Closing panel and concert
 

The closing panel entitled Songs of Satire Beyond Geopolitical Boundaries: Conclusion and Outlook to provide a synthesis of socio-political songs in Bilad Al-Sham, Yemen, and North Africa through the various lenses of class and gender, center vs. periphery, the global south, area studies, and comparative approaches - whether disciplinary or geographic.

It tackled the controversial issue of terminologies, concepts, and epistemic fields towards reaching a more encompassing and precise definition and scope of the domain, whether it is labelled as satire, protest, political, revolutionary, or alternative songs, among others.

This was further examined through chronological, historical, and thematic approaches, including the study of technological progress that helps to open epistemic borders between established disciplines.

The panelists sought satire as a dynamic rather than a static mechanism that is manifested at the macro level of institutional socio-political censorship and struggle and the changing role of art, as well as at the micro level through a more intimate exploration of the forces and risks that impact the artists’ evolving perceptions, identity, and commitment.

This is to be studied in the colonial and post-colonial contexts of our countries in connection with those of the Global South.

The panel ended with recommendations to pursue more public and private archival sources that are not limited to music and the need for research centres and academia to establish participatory and collaborative frameworks that allow a productive and creative synergy among the various key stakeholders concerned to produce more localized knowledge about the subject under study.

The finale

 

Over a week, seven young artists from Lebanon, Syria, and Algeria exchanged experiences and researched AMAR’s archives on satirical songs.

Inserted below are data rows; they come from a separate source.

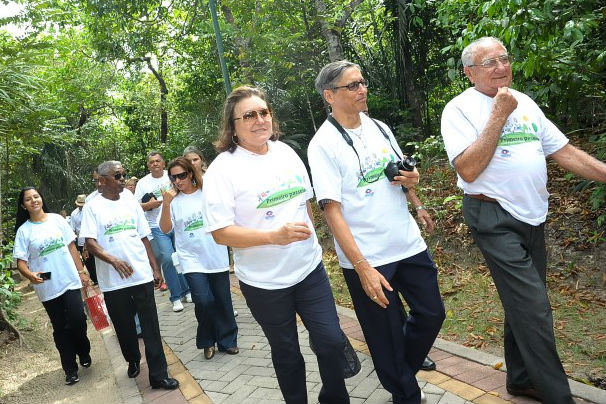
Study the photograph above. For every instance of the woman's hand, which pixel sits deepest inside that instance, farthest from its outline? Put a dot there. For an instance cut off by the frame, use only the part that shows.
(291, 232)
(168, 196)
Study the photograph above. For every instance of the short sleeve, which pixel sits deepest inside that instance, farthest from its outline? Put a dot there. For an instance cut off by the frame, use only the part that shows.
(326, 176)
(66, 230)
(88, 228)
(142, 224)
(457, 131)
(219, 204)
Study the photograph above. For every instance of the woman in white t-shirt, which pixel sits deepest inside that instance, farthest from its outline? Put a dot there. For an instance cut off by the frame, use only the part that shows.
(204, 262)
(47, 256)
(257, 201)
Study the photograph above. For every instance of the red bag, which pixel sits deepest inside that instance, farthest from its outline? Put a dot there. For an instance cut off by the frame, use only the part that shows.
(95, 307)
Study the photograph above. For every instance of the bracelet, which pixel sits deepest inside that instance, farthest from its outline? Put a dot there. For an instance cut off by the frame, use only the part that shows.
(358, 261)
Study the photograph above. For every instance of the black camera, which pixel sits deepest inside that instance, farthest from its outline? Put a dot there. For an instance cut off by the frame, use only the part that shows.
(393, 168)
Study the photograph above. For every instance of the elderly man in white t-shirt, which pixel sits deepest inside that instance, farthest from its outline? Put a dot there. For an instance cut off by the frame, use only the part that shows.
(116, 233)
(497, 139)
(378, 242)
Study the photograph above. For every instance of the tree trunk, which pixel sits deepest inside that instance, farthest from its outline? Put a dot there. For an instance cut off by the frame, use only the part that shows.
(332, 31)
(163, 94)
(405, 68)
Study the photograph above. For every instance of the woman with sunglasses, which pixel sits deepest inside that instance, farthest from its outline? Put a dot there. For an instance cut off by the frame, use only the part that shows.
(257, 201)
(47, 256)
(204, 262)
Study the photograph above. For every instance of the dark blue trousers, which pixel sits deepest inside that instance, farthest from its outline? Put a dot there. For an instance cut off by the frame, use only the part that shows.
(122, 304)
(275, 310)
(214, 310)
(66, 313)
(398, 345)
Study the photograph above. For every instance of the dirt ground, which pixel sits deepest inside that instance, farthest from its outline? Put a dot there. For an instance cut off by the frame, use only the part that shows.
(33, 373)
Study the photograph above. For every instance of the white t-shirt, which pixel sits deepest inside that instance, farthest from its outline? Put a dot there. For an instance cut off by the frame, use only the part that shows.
(118, 226)
(376, 212)
(517, 174)
(196, 249)
(263, 192)
(44, 246)
(156, 186)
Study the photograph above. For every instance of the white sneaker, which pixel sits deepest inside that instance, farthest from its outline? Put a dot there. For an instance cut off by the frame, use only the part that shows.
(177, 305)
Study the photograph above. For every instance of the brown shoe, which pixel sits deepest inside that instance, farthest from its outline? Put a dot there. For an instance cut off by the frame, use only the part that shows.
(209, 352)
(527, 391)
(234, 350)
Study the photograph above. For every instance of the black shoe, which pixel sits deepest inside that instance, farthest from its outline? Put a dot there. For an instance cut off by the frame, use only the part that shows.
(428, 364)
(527, 391)
(71, 378)
(85, 361)
(166, 384)
(134, 368)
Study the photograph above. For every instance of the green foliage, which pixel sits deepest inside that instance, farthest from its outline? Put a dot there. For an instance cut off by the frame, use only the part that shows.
(428, 152)
(9, 299)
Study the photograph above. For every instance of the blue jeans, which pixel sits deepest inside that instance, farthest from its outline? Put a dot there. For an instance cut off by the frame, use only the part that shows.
(162, 246)
(275, 310)
(214, 310)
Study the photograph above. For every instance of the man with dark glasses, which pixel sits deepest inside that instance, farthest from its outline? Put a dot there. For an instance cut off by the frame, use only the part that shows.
(149, 193)
(378, 242)
(116, 233)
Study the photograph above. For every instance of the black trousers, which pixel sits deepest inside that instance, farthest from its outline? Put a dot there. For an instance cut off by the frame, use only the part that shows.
(398, 345)
(275, 310)
(66, 313)
(122, 304)
(515, 254)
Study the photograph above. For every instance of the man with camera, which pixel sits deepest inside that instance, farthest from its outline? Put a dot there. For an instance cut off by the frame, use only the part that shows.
(378, 242)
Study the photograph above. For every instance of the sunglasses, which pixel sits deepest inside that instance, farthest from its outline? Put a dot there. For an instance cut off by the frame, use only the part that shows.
(252, 116)
(117, 176)
(180, 176)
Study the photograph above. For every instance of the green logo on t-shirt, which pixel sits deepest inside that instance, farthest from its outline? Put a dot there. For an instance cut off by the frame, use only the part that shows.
(281, 196)
(54, 246)
(517, 138)
(126, 225)
(194, 225)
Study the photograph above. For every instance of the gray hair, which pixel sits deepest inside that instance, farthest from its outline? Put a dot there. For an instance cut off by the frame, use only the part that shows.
(107, 167)
(469, 53)
(330, 74)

One of the outcomes of this artistic encounter was a concert with 18 songs, with themes ranging from anti-colonialism and the struggle for liberation in our countries, Palestine and Algeria, to the status of women and social and economic changes.

The closing songs were from Algeria with Marwan Lamini, who performed three works by the Algerian singer Mohamed Al Anka and was met with great acclaim from the audience.

The concert and other components of the Biennale were also a departure from the realm of urban traditional and classical forms of Arabic Renaissance music, such as Dawr, Muwashshah, Taqsim, Bashraf, and Samã'i, to feature a different sonic landscape.

Instead, the emphasis here is on popular genres like Taqtũqa, Monologue, Duets, Anashid, and Marches, particularly from Egypt and Bilad al-Sham, as well as Shaãbi and Kabyle from Algeria and Gnawa from Morocco.

Yet, it still maintained an enduring and underlying objective of previous engagements by AMAR to study the cultural heritage of Arab regions and to better understand its uniqueness and historical, social, and political contexts.